Résumé de la décision
Le tribunal administratif de Nice a été saisi par M. C A B, qui demandait l'exécution d'un jugement du 6 décembre 2022 annulant le refus du préfet des Alpes-Maritimes de lui délivrer un titre de séjour. Le tribunal a constaté que le préfet avait finalement délivré à M. A B une carte de séjour temporaire, rendant ainsi sans objet la demande d'exécution. Par conséquent, le tribunal a décidé qu'il n'y avait plus lieu de statuer sur la requête de M. A B.
Arguments pertinents
1. Inexécution du jugement : M. C A B soutenait que le préfet n'avait pas exécuté le jugement du 6 décembre 2022. Cependant, le tribunal a constaté que le préfet avait délivré un titre de séjour à M. A B, ce qui a mis fin à la nécessité d'une astreinte ou d'autres mesures d'exécution.
2. Absence d'objet : Le tribunal a conclu que, puisque le préfet avait agi en délivrant le titre de séjour, les conclusions de M. C A B n'avaient plus d'objet. Cela est en accord avec l'article L. 911-4 du code de justice administrative, qui stipule que la juridiction peut être saisie pour assurer l'exécution d'un jugement, mais que si le jugement a été exécuté, il n'y a plus lieu de statuer.
Interprétations et citations légales
1. Article L. 911-4 du code de justice administrative : Cet article permet à une partie intéressée de demander l'exécution d'un jugement en cas d'inexécution. Il précise que si le jugement n'a pas défini les mesures d'exécution, la juridiction peut le faire. La décision du tribunal s'appuie sur cette disposition pour conclure que l'exécution a eu lieu, rendant la demande de M. C A B sans objet.

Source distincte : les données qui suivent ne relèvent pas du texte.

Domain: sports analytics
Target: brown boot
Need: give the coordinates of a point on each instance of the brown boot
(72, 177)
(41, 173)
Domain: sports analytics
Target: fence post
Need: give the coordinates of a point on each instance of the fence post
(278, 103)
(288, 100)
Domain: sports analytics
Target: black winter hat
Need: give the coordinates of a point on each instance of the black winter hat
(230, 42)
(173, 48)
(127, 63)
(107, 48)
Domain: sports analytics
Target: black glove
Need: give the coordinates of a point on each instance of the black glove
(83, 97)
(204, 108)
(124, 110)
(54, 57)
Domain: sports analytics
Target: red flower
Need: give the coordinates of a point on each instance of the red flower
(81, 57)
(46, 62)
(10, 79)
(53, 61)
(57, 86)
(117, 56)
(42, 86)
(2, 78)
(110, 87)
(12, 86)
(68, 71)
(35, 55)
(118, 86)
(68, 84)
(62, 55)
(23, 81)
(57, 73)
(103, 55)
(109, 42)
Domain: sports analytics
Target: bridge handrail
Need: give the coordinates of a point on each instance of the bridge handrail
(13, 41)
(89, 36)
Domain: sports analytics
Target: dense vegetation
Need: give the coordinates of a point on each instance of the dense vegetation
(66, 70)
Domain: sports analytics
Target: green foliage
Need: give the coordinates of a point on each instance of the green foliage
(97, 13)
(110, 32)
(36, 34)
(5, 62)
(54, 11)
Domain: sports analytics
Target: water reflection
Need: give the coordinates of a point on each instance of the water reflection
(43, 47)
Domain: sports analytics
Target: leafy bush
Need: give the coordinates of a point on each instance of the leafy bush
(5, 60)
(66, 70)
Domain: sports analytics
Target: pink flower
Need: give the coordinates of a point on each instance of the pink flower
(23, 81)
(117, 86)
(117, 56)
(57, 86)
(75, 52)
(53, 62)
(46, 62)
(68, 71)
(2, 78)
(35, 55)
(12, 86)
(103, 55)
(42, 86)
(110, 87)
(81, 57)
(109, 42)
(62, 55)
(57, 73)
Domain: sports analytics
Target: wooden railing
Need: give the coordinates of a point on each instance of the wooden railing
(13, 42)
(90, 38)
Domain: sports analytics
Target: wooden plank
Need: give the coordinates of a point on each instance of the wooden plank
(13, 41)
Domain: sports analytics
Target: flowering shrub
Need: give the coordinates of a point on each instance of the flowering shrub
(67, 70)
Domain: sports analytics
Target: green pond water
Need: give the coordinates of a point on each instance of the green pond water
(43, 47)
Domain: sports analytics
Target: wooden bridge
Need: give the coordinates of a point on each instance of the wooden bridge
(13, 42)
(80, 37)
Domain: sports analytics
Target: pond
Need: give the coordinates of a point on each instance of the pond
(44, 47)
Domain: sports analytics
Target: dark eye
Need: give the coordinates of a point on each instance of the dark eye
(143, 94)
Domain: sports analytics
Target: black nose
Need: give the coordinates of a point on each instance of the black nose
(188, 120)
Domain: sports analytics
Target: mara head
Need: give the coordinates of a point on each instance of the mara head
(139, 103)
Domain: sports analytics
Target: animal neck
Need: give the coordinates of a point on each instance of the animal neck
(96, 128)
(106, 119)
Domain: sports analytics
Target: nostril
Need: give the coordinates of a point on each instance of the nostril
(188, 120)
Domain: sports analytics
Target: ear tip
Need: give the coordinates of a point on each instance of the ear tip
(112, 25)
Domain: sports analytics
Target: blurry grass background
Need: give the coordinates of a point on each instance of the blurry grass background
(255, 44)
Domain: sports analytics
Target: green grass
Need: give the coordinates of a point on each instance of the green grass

> "En cas d'inexécution d'un jugement ou d'un arrêt, la partie intéressée peut demander à la juridiction, une fois la décision rendue, d'en assurer l'exécution."
2. Conséquence de l'exécution : Le tribunal a noté que le préfet des Alpes-Maritimes avait délivré une carte de séjour temporaire à M. A B, ce qui a satisfait à l'injonction du jugement du 6 décembre 2022. Cela illustre le principe selon lequel une fois qu'une décision de justice est exécutée, les demandes d'exécution deviennent caduques.
> "Il ressort des pièces du dossier que le préfet des Alpes-Maritimes a délivré à M. A B une carte de séjour temporaire, valable du 16 juin 2023 au 15 juin 2024."
En conclusion, la décision du tribunal administratif de Nice repose sur l'exécution effective du jugement antérieur, ce qui a conduit à l'irrecevabilité de la demande d'astreinte de M. C A B.